Now, this whole set-up is a bit odd. I don’t really know how an arbitration like this would work, but would a defendant actually be brought into the law firm that wrote the TOS to face down a panel consisting of every senior partner in the firm? Aren’t there litigators whose job is specifically to do just that? Do the partners have nothing else to do but hear these cases? It seems a bit unrealistic and designed just to give Mitchell a chance to spar — wonderfully — with Christine Baranski. The two do have some great dialog together, but the whole scenario seems just too manufactured to get a point across.

The resolution to the case also seems bizarre as Diane realizes, after everyone finds out that someone leaked the guidelines of the TOS, that the firm is being played. Of course, all eyes turn toward the firm’s one “conservative” partner, Julius Cain, who found himself in some hot water when it was revealed he voted for Trump (although we still don’t have a handle on his political views). That stigma has not waned and he takes great offense when he realizes of what he is being accused — backstabbing his firm. Of course it wasn’t Julius, who is now about to walk out the door, but Neil Gross who floated the TOS. The question is why? And is the firm willing to keep Gross as a client knowing he may undermine their efforts to help him? It was a mixed bag of an episode, well-written, giving Mitchell a great spotlight in which to shine, but it falls apart when trying to take down the alt-right and racism, especially by giving Diane the last word on the subjects. It seems like it was a storyline rushed into production while Yiannapolous was the alt-right darling who suddenly became persona non grata before they could get the episode out there.
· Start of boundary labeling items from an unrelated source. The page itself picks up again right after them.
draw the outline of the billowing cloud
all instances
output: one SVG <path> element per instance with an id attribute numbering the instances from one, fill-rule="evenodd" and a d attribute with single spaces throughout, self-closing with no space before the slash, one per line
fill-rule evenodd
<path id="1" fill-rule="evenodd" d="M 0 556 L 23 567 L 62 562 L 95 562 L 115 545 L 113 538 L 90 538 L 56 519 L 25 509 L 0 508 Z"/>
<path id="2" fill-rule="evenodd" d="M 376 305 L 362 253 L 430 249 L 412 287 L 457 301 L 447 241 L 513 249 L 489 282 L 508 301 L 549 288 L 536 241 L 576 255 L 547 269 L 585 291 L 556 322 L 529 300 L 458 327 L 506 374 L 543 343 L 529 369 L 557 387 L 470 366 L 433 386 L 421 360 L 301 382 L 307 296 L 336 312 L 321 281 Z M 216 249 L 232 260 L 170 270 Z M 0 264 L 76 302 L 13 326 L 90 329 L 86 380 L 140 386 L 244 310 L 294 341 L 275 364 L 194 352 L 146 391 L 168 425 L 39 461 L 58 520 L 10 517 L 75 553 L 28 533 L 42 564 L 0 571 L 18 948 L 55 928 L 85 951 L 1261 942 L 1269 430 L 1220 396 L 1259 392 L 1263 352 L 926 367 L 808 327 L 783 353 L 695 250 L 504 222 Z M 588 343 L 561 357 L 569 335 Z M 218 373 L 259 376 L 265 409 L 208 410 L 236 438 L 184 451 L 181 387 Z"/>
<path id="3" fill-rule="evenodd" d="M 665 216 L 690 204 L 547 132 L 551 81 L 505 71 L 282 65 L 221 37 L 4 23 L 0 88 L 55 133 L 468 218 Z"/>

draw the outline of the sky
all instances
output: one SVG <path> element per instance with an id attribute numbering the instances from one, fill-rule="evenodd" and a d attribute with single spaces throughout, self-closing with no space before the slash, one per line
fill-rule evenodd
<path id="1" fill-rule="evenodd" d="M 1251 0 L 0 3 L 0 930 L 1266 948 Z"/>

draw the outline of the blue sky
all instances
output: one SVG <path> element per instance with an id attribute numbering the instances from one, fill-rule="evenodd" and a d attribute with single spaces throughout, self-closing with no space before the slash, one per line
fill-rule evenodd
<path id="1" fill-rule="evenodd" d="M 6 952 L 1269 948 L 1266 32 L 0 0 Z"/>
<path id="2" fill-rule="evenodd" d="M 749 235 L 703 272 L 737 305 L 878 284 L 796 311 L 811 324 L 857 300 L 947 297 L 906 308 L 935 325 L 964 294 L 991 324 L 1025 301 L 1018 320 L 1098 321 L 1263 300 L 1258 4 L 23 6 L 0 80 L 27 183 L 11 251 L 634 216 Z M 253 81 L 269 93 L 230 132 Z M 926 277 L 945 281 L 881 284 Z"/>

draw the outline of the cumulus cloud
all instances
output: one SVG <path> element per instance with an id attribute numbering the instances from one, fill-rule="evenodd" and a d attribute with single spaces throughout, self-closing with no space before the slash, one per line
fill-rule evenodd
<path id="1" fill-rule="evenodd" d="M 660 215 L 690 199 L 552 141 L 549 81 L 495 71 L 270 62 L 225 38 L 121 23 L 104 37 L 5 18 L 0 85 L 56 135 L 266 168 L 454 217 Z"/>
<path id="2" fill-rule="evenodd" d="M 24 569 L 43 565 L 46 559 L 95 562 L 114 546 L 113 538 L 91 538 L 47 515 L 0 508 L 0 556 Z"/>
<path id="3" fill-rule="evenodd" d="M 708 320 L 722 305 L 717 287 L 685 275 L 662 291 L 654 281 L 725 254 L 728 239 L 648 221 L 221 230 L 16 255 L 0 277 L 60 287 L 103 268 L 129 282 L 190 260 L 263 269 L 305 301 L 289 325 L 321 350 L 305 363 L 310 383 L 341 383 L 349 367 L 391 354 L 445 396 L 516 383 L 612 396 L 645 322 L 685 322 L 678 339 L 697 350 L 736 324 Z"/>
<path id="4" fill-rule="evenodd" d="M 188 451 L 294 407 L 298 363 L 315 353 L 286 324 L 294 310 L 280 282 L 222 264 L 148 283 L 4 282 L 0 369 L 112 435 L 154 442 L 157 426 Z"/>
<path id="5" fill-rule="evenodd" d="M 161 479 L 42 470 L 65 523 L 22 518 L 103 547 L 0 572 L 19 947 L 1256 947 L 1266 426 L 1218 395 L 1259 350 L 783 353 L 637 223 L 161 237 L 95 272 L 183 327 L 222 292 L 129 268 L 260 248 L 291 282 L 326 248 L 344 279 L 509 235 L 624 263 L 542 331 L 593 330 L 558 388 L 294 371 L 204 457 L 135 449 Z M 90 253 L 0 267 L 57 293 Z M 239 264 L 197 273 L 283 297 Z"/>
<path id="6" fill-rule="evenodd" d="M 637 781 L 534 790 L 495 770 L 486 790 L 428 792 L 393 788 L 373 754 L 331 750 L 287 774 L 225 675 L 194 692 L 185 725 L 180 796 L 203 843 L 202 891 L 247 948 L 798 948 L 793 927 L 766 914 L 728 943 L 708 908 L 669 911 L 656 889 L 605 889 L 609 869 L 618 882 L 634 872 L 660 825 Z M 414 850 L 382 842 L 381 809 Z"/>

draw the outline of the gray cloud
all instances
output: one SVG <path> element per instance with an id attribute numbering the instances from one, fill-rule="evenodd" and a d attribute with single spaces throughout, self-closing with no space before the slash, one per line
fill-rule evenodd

What did work well in driving the plot forward was the continuation of the Rindell scandal. Maia’s father, freshly out of prison thanks to Mike Kresteva, is very anxious to have a chat with his daughter, a bit over-anxious for Maia’s taste. Consulting Elsbeth (and not her own lawyer for some reason), the suggestion is that he may be wearing a wire and attempting to set her (and RB&K) up. Elsbeth suggests that Maia feed him a false story about the firm accepting a bribe from a non-existent client, and secretly record their conversation. Maia can’t fathom that her father really could do something like this to her, and after putting him off a couple of times (he really, really wants to talk to her, raising all kinds of red flags), she finally agrees to pay him a visit.

When she gets to the house, though, there is a party going on, making her feel that perhaps all of her suspicions were for naught. The two do manage to get a little “alone time” (although party guests are clearly visible in the room with them) to chat but her dad’s questions still raise doubts, so she quickly turns the voice recorder on her phone on. Later, Lucca gets a visit from her “boyfriend” Colin (it’s complicated, and while she tells him she won’t let him play games with her emotions, she goes and does just that with his) who warns her to not consider any potential advancement with RB&K because … the firm may have accepted a bribe. Lucca is aware of the charade, however, but does not let Colin in on what’s happening. Elsbeth was right about the wire, and Henry Rindell has made some deal with Kresteva and the feds.

It was kind of a bleak episode with Staples actually being un-barred from commenting, basically deflating his ego, Julius potentially joining a rival firm and becoming an enemy to RB&K, and Maia now not even being able to trust her own family. It was uneven, but it’s still compelling and I’m looking forward to see how the season ends.